焼き物を科学する⑦:進化し続ける焼き物、ファインセラミックス
1.焼き物は現代も進化し続けている
陶器は、私たちの日常生活において馴染み深い存在です。古代の土器に始まり、美しい釉薬を施された陶磁器へと発展し、食器や装飾品、さらには建築材として人々の生活を豊かにしてきました。しかし、21世紀を迎えた現在、陶器という言葉が指し示す範囲は、従来の焼き物の枠を大きく超えています。
焼き物の工程を簡単にまとめると、粘土を練って成形し、焼き締めて焼成する、という流れになります。陶芸体験で粘土を練ったことがある方もいるかもしれません。しかし、現代では粘土を使わない焼き物も存在します。その代表格が「ファインセラミックス」です。

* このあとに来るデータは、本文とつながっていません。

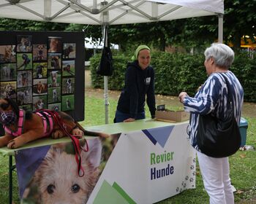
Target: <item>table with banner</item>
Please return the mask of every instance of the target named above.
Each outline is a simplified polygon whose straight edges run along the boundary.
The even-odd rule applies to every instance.
[[[81,177],[68,138],[40,139],[0,152],[15,158],[23,202],[154,203],[195,188],[195,152],[187,125],[142,119],[88,127],[110,137],[80,140],[80,146],[89,146],[80,153]]]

耳慣れない言葉かもしれませんが、「セラミックス」なら聞いたことがある方も多いのではないでしょうか。たとえば、稲盛和夫氏が創業した京セラ株式会社は、京セラドーム大阪や京都市京セラ美術館を通じて多くの人に知られています。同社の旧名は京都セラミックス株式会社であり、その名のとおりセラミックス技術を基盤にしています。戦後の日本の近代発展を支えた技術のひとつ、それがセラミックスなのです。
今月より2回にわたり、進化し続ける焼き物としてのファインセラミックスについてご紹介します。
2.セラミックスとは
セラミックスという言葉は、非常に広い意味を持っています。一見すると新しい技術用語のように感じられるかもしれませんが、実は古典的な焼き物もすべてセラミックスの一部です。「Ceramics(セラミックス)」はギリシャ語の「Keramos(ケラモス)」に由来し、これは「粘土を焼き固めたもの」を意味します。この語源からも、セラミックスが長い歴史を持つことがうかがえます。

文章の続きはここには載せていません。